13 Kasım 2020 Cuma

 RİSÂLE'İ NUR KÜLLİYÂTINDA BULUNAN ŞİRK, HURAFE VE YALANLAR 

(100. YAZI) 

 Anadolu'da şirk ve yalan kasırgası estiren, Anadolu'yu hurafelere  boğan Said Nursi'nin karnı neyden dolayı ağrıdığına, sancı çektiğine  bir bakalım.

"Hem daimi hizmetinde olan bir arkadaşı Rüşdü efendi, üç okkası beş kuruşa satılan ufak balıklardan güzelce kızartılmış üç tane getirmişti.

Bunları üstadımıza yedirmek için ısrar etti.

Hem Rüşdü efendi'nin hatırını kırmamak, hem de balıkları sevdiği için yedi. 

O balık yüzünden beş saat  mutamidiyen sancı çekti.

 Bu sancı başladıktan üç saat sonra, Rüşdü  efendiye dedi ki :

Hüsrev'deki paramdan balığın fiyatını al, sancı devam ediyor, dediği halde balıkların fiyatını almadığı için, iki saat daha devam ediyor.

En nihayet dedi ki : Aman parayı al, beni bu sancının verdiği ızdıraptan kurtar. "Rüşdü Efendi balığın fiyatını aldığı dakikada sancı birden bire kesildi.

 Bu üstadımın halinden, vaziyetinden, bu acib hali aynen gördük. 

İşte üstadımız hakkında, ne ile yaşıyor diyenler, hatalarını tashih  etsinler"

 (Bekir, Ra'fet, Rüşdü Barla Lahikası- 302)

Yukarıdaki hikayede Said Nursi'yi yücelten ve masum göstermeye çalışan bir niyet vardır. 

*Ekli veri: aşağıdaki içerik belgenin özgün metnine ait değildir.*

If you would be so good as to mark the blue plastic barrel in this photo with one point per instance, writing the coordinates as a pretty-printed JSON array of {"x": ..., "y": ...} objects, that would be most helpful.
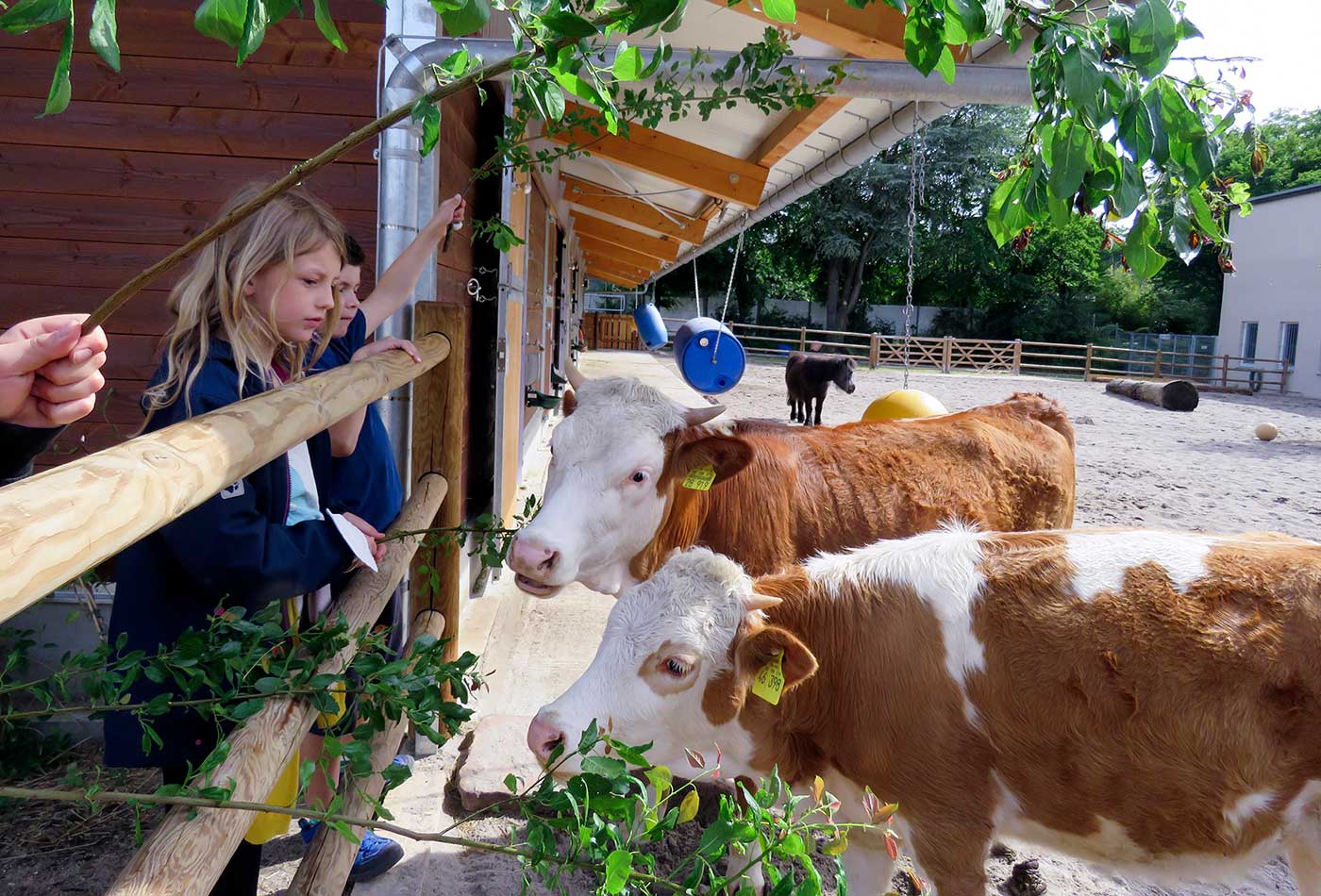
[
  {"x": 650, "y": 326},
  {"x": 707, "y": 367}
]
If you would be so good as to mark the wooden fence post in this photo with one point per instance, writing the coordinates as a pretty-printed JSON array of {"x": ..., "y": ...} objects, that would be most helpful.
[
  {"x": 326, "y": 867},
  {"x": 189, "y": 849}
]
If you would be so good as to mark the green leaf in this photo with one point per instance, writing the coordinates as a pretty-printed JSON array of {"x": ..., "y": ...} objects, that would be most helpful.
[
  {"x": 1140, "y": 245},
  {"x": 627, "y": 62},
  {"x": 326, "y": 24},
  {"x": 570, "y": 25},
  {"x": 1070, "y": 152},
  {"x": 1152, "y": 37},
  {"x": 426, "y": 114},
  {"x": 618, "y": 865},
  {"x": 105, "y": 32},
  {"x": 57, "y": 101},
  {"x": 971, "y": 15},
  {"x": 946, "y": 65},
  {"x": 222, "y": 20},
  {"x": 781, "y": 10},
  {"x": 605, "y": 767},
  {"x": 468, "y": 19},
  {"x": 25, "y": 15},
  {"x": 1202, "y": 214}
]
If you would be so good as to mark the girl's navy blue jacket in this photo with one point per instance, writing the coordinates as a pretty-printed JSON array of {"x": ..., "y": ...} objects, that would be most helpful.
[{"x": 234, "y": 549}]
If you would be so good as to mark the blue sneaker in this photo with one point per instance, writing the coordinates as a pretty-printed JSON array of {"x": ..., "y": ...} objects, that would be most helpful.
[{"x": 376, "y": 855}]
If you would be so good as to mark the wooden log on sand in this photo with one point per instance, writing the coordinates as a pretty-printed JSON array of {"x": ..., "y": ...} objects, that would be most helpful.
[
  {"x": 61, "y": 523},
  {"x": 326, "y": 869},
  {"x": 1175, "y": 395},
  {"x": 187, "y": 853}
]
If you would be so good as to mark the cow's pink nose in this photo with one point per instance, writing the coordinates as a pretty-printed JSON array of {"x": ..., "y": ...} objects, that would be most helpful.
[
  {"x": 543, "y": 737},
  {"x": 530, "y": 557}
]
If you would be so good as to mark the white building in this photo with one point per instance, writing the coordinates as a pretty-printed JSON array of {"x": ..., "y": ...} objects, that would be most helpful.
[{"x": 1272, "y": 307}]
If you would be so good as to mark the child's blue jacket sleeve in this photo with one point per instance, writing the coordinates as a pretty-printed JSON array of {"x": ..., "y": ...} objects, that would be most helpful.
[{"x": 238, "y": 544}]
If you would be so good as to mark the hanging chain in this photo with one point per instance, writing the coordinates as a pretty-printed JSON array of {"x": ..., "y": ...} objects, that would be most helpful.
[
  {"x": 696, "y": 296},
  {"x": 729, "y": 288},
  {"x": 917, "y": 184}
]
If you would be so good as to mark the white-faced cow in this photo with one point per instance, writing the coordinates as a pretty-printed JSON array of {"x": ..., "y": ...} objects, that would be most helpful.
[
  {"x": 1146, "y": 701},
  {"x": 616, "y": 500}
]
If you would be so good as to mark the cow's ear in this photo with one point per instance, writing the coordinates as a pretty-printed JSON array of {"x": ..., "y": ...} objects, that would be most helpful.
[
  {"x": 761, "y": 647},
  {"x": 726, "y": 454}
]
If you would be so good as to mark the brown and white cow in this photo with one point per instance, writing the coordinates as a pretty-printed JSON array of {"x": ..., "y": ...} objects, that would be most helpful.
[
  {"x": 616, "y": 505},
  {"x": 1148, "y": 701}
]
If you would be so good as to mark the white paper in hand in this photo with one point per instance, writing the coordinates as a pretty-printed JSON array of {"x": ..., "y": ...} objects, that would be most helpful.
[{"x": 357, "y": 541}]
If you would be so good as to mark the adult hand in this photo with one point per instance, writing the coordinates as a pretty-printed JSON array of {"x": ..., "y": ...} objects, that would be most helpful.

Yani nurcu şakirtlere göre "Said Nursi o kadar seçkin biri ki, kendisinin parasıyla alınmamış bir yemekten bile rahatsız olmuştur"

Dolayısıyla o kadar temiz ve mübarek birisidir. 

"Risâle-i Nur Külliyâti, nurcuların Kur'an'ı gibidir" dediğimizde sakın bu iddiamızı abartılı olarak görmeyin.  

Risâle-i Nur Külliyâti hakkında şakirtlerin inancı şöyle şekillenmiştir. 

 "Madem islam alimleri (hadis-i şerife göre) Nebi'lerin varisleridir. Bizde Risâle-i Nur'u, onun tam varisi  biliyoruz.

Risâle-i Nur'un şahs-ı manevisi,  hakiki vâris olmanın esasını yaşamış ve yaşıyor.

Onun karşısına çıkan körler ve sağırlar ve hissiz gafiller küçülüceklerdir. 

 Böyle muazzam bir olgunluğa sahip olan Risâle-i Nur, elbette bütün feylesofları, dünya ilim ve hak erbabını çağıracak ve her akl-ı selim ve kalb-ı kerim olan mübarek insanları talebesi yapacak.

 Bu da inşallah uzakta değil, yakında tahakkuk edecektir.

Dünya, ekseri feylesofları ekseri  ve âlimlerin dediği gibi, yepyeni bir oluşum peşindedir.

( Ankara Üniversitesi Nur talebeleri) Yukarıdaki cümlelere bakacak olursanız, hidayet ve rahmet olarak Kur'an diye bir kitabın inmediğini zannedersiniz.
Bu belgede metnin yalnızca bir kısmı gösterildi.